アイドルタイムとは、比較的来客が少なく従業員の人手があまりやすい時間のこと。

アイドルタイムとは、来客が落ち着き、人手が余る時間帯を指します。飲食店によって具体的な時間は違いますが、ランチが終わり、ディナーが始まるまでの時間帯を指すことが一般的です。

アイドルタイムは来客が減少するため、従業員の休憩時間に活用している飲食店も多数見受けられます。

一方、昼食や夕食時間帯の来客数がとくに多く、稼働率も高い時間帯はピークタイムといい、アイドルタイムの対義語として使われています。

アイドルタイムの由来

アイドルタイムは、英語の「idle(アイドル)」を語源としています。「idle」は、遊んでいる・仕事がないなどを意味する言葉です。時間を意味するタイムが加わり、仕事が落ち着いている暇な時間を「アイドルタイム」と表現するようになったといわれています。

なお日本語では、「無作業時間」や「遊休時間」などと表現されます。

また「アイドリングタイム」「アイドル時間」と表記されることもありますが、いずれも同じ意味で使われています。英語では「idle time」と表記します。

【業態別】飲食店のアイドルタイム

アイドルタイムの具体的な時間帯は、業態・立地・客層によって異なります。

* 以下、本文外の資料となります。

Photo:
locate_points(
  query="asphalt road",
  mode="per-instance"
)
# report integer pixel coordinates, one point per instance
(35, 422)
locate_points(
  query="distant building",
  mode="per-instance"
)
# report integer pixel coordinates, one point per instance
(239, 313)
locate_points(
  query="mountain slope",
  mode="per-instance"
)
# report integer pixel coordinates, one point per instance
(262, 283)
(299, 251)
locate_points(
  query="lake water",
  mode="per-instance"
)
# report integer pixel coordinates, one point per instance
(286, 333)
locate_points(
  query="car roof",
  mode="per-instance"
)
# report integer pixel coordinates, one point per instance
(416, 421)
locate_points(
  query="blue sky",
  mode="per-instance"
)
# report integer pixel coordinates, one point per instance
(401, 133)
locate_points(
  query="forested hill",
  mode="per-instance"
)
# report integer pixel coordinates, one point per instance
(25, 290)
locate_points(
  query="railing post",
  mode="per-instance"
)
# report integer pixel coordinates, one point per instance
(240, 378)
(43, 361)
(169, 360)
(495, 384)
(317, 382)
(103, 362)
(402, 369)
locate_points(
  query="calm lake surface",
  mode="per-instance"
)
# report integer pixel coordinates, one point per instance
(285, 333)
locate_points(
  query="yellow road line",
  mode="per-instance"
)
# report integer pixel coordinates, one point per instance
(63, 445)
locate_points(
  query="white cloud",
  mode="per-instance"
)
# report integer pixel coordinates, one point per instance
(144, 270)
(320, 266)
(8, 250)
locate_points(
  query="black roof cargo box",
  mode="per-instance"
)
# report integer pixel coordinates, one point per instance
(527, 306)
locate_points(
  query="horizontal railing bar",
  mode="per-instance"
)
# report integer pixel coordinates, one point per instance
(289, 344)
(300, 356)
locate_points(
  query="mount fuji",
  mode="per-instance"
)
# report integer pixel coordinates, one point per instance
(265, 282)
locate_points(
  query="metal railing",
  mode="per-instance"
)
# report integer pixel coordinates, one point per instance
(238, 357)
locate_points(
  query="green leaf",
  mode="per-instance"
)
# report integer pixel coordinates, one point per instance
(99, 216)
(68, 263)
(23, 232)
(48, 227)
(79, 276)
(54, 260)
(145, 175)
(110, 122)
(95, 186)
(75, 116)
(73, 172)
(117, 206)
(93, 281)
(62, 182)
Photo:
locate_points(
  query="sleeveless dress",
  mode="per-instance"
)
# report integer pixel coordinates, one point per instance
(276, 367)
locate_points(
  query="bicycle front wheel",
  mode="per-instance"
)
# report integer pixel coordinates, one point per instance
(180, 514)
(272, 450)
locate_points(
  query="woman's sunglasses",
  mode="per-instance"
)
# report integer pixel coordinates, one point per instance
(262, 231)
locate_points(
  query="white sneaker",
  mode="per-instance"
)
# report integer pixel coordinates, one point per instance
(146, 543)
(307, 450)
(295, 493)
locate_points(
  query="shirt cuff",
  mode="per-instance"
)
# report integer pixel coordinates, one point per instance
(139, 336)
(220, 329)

以下はあくまで一般的な目安です。

業態アイドルタイムの目安補足
カフェ・喫茶店13〜15時モーニング・ランチ後の落ち着き時間帯
レストラン15〜17時ランチ終了〜ディナー開始の間
居酒屋オープン〜19時頃会社員の就業時間前は客足が少ない
ファミリーレストラン14〜17時学校のある平日は特に顕著

また、同じ業態でもオフィス街ではランチの波が鋭く短く(12〜13時がピーク)、住宅街では緩やかで長い(11〜14時)傾向があります。大雨・雪などの悪天候でも、イレギュラーなアイドルタイムが発生することを念頭に置いておきましょう。

ランチやディナーなどオーダー時間を制限しないカフェやレストランは、継続的に顧客が入るため、アイドルタイムがない場合もあります。

アイドルタイムで発生するデメリットとは

アイドルタイムは単に「暇な時間」ではなく、放置すると経営上のデメリットに直結します。主に以下の3点が挙げられます。

コストの増加(アイドルコスト)

アイドルタイム中も、人件費・水道光熱費・家賃などの固定費は変わらず発生します。売上が落ちる一方でコストだけがかかり続けるため、アイドルタイムが長い店ほど利益率が悪化しやすい構造です。このアイドルタイム中に発生するコストを「アイドルコスト」と呼びます。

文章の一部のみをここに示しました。